- Directed by: Henry Inglis & Aaron McCann
- Release date: January 29, 2014;
- Running time: 0:01:45

= Set Yourself Free =

Set Yourself Free is a hoax public service announcement directed by Henry Inglis and Aaron McCann, released on 29 January 2014, via the Internet. It has gone viral, and by 5 February 2014, had over 12 million views on YouTube. Its goal is to discourage truancy in schools. The ad was produced by Henry and Aaron, a filmmaking and comedy duo from Perth, Australia, with a history of making viral videos intended to shock, and the ad states that they did so on behalf of the "Learn for Life Foundation of Western Australia".

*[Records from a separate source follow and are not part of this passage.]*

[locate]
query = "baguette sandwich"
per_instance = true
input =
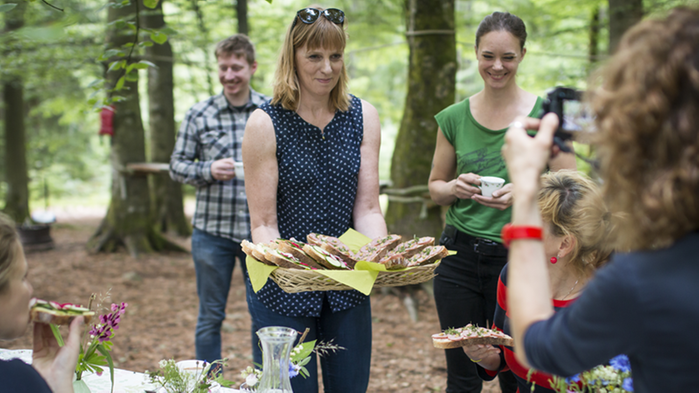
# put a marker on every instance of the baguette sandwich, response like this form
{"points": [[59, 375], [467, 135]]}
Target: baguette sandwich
{"points": [[334, 246], [295, 248], [43, 311], [283, 259], [325, 258], [256, 251], [470, 335], [377, 248]]}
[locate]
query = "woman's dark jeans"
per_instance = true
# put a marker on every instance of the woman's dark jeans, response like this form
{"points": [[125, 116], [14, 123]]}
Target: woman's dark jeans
{"points": [[465, 291]]}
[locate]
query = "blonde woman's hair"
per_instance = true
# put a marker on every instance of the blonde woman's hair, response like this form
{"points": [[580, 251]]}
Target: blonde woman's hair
{"points": [[9, 245], [572, 205], [647, 109], [320, 34]]}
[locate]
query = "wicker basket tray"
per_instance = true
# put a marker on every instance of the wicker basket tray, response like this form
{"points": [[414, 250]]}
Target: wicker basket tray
{"points": [[293, 280]]}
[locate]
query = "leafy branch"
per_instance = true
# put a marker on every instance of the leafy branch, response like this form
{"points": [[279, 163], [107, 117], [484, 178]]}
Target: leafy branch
{"points": [[125, 61]]}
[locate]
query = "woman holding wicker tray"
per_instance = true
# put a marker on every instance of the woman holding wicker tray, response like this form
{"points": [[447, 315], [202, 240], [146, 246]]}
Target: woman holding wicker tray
{"points": [[311, 165]]}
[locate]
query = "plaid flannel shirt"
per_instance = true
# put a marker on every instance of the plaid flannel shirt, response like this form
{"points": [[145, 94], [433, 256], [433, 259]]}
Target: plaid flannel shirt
{"points": [[210, 131]]}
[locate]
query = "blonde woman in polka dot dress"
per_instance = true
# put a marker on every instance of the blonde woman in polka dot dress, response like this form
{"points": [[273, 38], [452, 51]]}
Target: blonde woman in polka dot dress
{"points": [[311, 165]]}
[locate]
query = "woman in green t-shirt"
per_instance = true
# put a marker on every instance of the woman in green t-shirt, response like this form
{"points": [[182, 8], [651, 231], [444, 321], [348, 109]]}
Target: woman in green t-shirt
{"points": [[469, 140]]}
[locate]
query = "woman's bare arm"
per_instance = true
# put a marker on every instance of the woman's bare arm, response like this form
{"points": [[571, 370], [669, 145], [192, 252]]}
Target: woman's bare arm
{"points": [[261, 176]]}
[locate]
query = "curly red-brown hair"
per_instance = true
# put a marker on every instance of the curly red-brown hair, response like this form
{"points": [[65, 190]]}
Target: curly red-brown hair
{"points": [[648, 116]]}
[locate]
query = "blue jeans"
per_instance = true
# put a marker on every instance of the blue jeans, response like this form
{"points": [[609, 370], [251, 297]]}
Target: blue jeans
{"points": [[214, 259], [465, 291], [346, 370]]}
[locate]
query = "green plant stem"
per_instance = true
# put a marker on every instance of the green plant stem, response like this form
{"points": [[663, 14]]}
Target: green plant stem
{"points": [[57, 334]]}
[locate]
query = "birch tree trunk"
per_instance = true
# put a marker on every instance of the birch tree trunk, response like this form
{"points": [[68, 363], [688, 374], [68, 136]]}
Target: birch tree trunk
{"points": [[128, 221], [17, 198], [167, 206], [622, 15], [431, 78]]}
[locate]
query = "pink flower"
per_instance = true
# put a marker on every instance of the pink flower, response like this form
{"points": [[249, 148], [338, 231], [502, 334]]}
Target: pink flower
{"points": [[108, 323]]}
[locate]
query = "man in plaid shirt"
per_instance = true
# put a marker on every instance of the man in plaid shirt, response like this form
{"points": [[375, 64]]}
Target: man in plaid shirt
{"points": [[208, 146]]}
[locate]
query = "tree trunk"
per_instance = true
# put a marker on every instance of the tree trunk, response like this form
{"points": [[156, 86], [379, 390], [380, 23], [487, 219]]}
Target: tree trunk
{"points": [[622, 15], [17, 198], [241, 12], [205, 34], [167, 207], [431, 78], [128, 220], [595, 27]]}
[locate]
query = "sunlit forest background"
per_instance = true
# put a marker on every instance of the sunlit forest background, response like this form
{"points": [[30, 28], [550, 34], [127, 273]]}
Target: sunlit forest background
{"points": [[55, 54]]}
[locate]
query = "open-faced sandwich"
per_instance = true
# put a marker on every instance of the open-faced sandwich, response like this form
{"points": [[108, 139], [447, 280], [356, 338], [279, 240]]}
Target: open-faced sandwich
{"points": [[470, 335], [327, 252], [43, 311]]}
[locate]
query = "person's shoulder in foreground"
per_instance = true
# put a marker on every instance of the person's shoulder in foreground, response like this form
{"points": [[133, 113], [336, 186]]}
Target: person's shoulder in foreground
{"points": [[643, 304]]}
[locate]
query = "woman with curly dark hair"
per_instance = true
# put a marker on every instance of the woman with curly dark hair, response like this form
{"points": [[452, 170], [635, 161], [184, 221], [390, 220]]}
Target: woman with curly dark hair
{"points": [[644, 302]]}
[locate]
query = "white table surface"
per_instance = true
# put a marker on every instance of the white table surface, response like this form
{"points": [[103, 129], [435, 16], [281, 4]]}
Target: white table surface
{"points": [[124, 381]]}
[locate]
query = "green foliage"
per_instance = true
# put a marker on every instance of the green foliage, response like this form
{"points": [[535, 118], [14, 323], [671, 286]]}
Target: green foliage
{"points": [[174, 379], [61, 59], [7, 7]]}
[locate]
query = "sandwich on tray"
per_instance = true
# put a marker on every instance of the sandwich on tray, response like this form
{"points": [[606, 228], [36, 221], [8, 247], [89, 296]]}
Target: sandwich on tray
{"points": [[43, 311]]}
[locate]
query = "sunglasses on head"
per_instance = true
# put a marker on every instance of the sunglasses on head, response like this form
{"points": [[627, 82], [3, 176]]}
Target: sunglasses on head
{"points": [[310, 15]]}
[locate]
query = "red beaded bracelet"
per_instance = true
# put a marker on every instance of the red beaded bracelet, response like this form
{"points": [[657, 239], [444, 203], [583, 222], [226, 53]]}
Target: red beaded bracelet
{"points": [[510, 233]]}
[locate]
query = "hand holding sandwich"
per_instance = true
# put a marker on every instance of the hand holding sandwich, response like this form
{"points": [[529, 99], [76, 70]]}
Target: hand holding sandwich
{"points": [[57, 364]]}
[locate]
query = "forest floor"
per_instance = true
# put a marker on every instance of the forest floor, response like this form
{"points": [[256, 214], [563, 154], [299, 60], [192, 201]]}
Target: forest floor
{"points": [[160, 319]]}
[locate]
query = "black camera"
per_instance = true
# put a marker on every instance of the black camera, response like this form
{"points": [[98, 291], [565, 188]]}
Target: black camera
{"points": [[573, 114]]}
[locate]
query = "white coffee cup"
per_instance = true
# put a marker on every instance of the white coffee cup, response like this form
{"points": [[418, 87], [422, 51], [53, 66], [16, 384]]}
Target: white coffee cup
{"points": [[239, 173], [490, 184]]}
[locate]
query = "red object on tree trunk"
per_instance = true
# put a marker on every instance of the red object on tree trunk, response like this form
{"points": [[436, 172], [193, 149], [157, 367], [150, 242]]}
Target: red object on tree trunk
{"points": [[107, 121]]}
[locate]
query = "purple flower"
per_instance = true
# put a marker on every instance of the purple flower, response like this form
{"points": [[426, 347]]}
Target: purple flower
{"points": [[574, 378], [621, 363], [293, 371], [108, 323]]}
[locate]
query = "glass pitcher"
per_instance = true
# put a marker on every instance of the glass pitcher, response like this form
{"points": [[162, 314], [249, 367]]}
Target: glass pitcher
{"points": [[277, 342]]}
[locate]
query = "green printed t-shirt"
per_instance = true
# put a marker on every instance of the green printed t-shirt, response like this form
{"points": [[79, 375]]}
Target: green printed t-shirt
{"points": [[477, 151]]}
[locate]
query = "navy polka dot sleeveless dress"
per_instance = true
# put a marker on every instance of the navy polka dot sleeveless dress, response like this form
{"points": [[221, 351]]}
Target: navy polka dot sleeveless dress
{"points": [[318, 176]]}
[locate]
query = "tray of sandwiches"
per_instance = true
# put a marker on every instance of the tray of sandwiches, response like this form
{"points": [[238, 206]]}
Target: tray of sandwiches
{"points": [[325, 263]]}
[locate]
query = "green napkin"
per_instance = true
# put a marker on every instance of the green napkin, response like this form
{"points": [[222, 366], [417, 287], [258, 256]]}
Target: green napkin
{"points": [[258, 272]]}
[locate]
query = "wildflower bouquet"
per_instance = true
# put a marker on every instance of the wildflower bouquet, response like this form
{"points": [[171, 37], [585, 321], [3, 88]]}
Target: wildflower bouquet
{"points": [[612, 378], [95, 351], [174, 378]]}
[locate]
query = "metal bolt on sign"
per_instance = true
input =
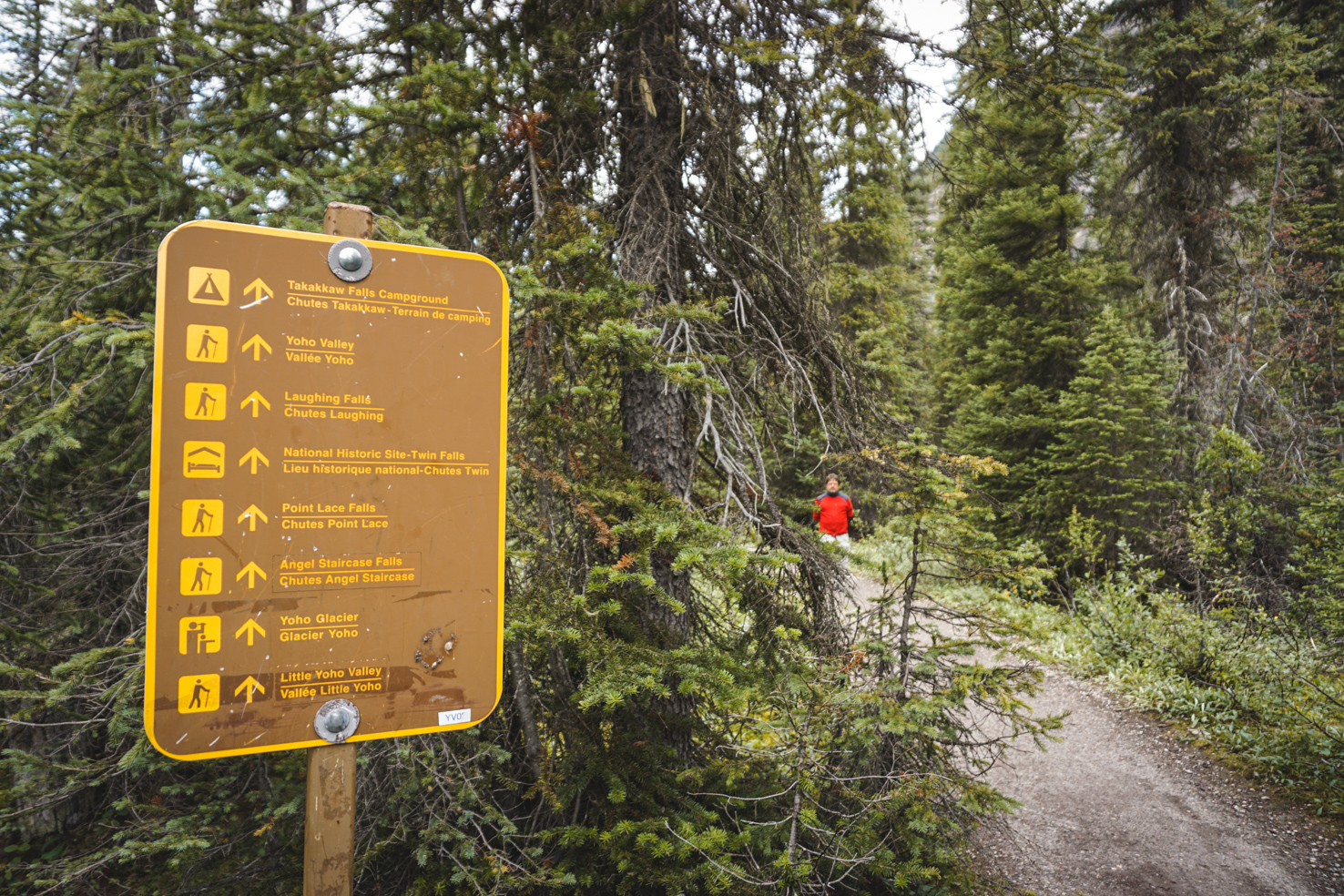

As of January 2021, the video is sitting at over 20 million views on YouTube.

== Campaign plot ==
In the video, four teenagers skip school, get into a Volkswagen van and drive to the beach, where they enjoy surfing, drinking beer, and generally relaxing and enjoying themselves. However, the ad takes an abrupt turn for the worse when one of the girls steps on a land mine and is immediately blown to bits, and two of the others are dispatched in a similar way. One surviving girl is then shown screaming before zooming out to show that the beach they had driven to that day was, in fact, an explosives testing site, before the screaming stops and a mushroom cloud appears, implying that she was also blown to smithereens. The film ends with the slogan, "This is what happens when you slack off. Stay in school."

==Reactions==
A reporter for the International Business Times said that the ad "might be the most gruesome [PSA] yet," a remark that was echoed by Lee Moran writing for the New York Daily News and by The Daily Mirror's Rebecca Pocklington. Lance Richardson wrote that "As deterrents for skipping class go, severed body parts and a lingering mushroom cloud are pretty extreme." He went on to question whether the ad was authentic, and noted that the website of the organization on behalf of which it was supposedly produced (i.e. The Learn for Life Foundation of Western Australia) "features stock images of smiling people, and no contacts, explanations, or further details beyond the single video and a link to its directorial team, Henry and Aaron." He concluded that it was "probably a good bet to assume that Inglis and McCann invented the Foundation for the sake of the joke."